Question: The radiant power of a furnace of surface area of \[0.6\;\;{{\text{m}}^{\text{2}}}\] is \[34\;{\text...

Question

The radiant power of a furnace of surface area of $0.6\;\;{{\text{m}}^{\text{2}}}$ is $34\;{\text{kW}}$ . The temperature of the furnace is nearly: ( $\sigma = 5.7 \times {10^{ - 8}}\;{\text{W}}{{\text{m}}^{{\text{ - 2}}}}{{\text{K}}^{{\text{ - 4}}}}$ )
A) $3400\;{\text{K}}$
B) $1512\;{\text{K}}$
C) $1000\;{\text{K}}$
D) $5700\;{\text{K}}$

Answer 1

Solution

In this question, first discuss the radiant power formula. Now as the value of sigma ( $\sigma$ ) is given and we know the emissivity property of a perfect hot body hence we can directly use the formula of radiant power, i.e. Radiant energy per unit time.

Complete step by step solution:
As we know that the radiation is defined as that mode of transmission of heat in which heat travels from hot body to cold body in straight lines without heating the intervening medium. It is the energy emitted by matter in the form of electromagnetic waves.

We can directly use the formula for radiant power which is-
$E = A\sigma \varepsilon \left( {{{T_r}^4} - {{T_s}^4}} \right)..........................\left( 1 \right)$
Where, ${T_r}$ is the temperature of radiator, ${T_s}$ is the temperature of surroundings, $\sigma$ is the Stefan’s constant and $\varepsilon$ is emissivity of body, and $A$ is the area of the cross-section.
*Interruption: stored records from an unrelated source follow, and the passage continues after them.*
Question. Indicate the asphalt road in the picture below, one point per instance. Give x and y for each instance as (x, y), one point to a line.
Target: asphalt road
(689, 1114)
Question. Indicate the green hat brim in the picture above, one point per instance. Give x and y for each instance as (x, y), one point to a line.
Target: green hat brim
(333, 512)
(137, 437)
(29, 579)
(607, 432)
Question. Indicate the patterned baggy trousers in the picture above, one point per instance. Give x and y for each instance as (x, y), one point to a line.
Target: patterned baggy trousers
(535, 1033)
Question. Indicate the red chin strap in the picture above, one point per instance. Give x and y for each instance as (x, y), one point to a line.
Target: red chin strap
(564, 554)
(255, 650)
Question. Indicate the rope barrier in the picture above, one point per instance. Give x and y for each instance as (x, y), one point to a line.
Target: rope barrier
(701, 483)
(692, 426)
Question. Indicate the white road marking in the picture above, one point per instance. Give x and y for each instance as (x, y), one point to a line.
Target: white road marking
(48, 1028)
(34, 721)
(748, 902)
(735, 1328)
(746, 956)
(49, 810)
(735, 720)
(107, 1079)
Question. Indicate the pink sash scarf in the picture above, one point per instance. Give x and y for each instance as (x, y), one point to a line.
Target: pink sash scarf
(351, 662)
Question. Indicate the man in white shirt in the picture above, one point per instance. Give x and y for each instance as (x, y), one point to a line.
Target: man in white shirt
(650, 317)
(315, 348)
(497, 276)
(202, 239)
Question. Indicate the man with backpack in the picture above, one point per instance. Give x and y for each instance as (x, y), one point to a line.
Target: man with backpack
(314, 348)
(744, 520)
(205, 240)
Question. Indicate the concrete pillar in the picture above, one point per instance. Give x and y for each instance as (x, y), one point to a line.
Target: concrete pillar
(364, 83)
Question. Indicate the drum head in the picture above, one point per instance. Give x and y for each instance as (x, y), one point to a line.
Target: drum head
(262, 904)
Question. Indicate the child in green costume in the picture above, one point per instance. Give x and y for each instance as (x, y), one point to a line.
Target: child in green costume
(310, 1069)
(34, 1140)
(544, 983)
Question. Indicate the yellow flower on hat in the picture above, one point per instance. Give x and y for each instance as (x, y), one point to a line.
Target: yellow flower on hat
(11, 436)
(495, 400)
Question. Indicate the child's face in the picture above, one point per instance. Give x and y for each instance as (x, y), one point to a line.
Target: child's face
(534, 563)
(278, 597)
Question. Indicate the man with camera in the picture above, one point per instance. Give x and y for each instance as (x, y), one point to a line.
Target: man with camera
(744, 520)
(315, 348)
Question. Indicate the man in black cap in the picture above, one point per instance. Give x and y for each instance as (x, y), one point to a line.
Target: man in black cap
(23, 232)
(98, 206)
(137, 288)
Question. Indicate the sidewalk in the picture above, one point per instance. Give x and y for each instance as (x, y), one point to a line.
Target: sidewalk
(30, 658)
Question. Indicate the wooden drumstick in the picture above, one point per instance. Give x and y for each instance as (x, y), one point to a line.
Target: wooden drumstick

But here in this case the radiator is a hot body hence we can say that the temperature ${T_r}$ is much greater than ${T_s}$ . Hence, we can ignore the temperature of the surroundings. So, equation $\left( 1 \right)$ becomes,
$E = A\sigma \varepsilon {T^4}$
Now, we rearrange the above equation as,
$\Rightarrow {T^4} = \dfrac{E}{{\sigma A}}$
Now, we substitute the data in the equation we get
${T^4} = \dfrac{{34 \times {{10}^3}}}{{0.6 \times 5.7 \times {{10}^{ - 8}}}}$
After simplification we get,
$\therefore T = 998.3\;{\text{K}}\; \approx \;1000\;{\text{K}}$
So, the temperature of the furnace is $1000\;{\text{K}}$ .

Hence, the correct option is C.

Note: If the radiator would not have been a perfect hot body than the equation used would have had both the temperatures, i.e. the temperature of the surroundings and the radiator. We also remember that the idealized surface which emits radiation at maximum rate is called the black body.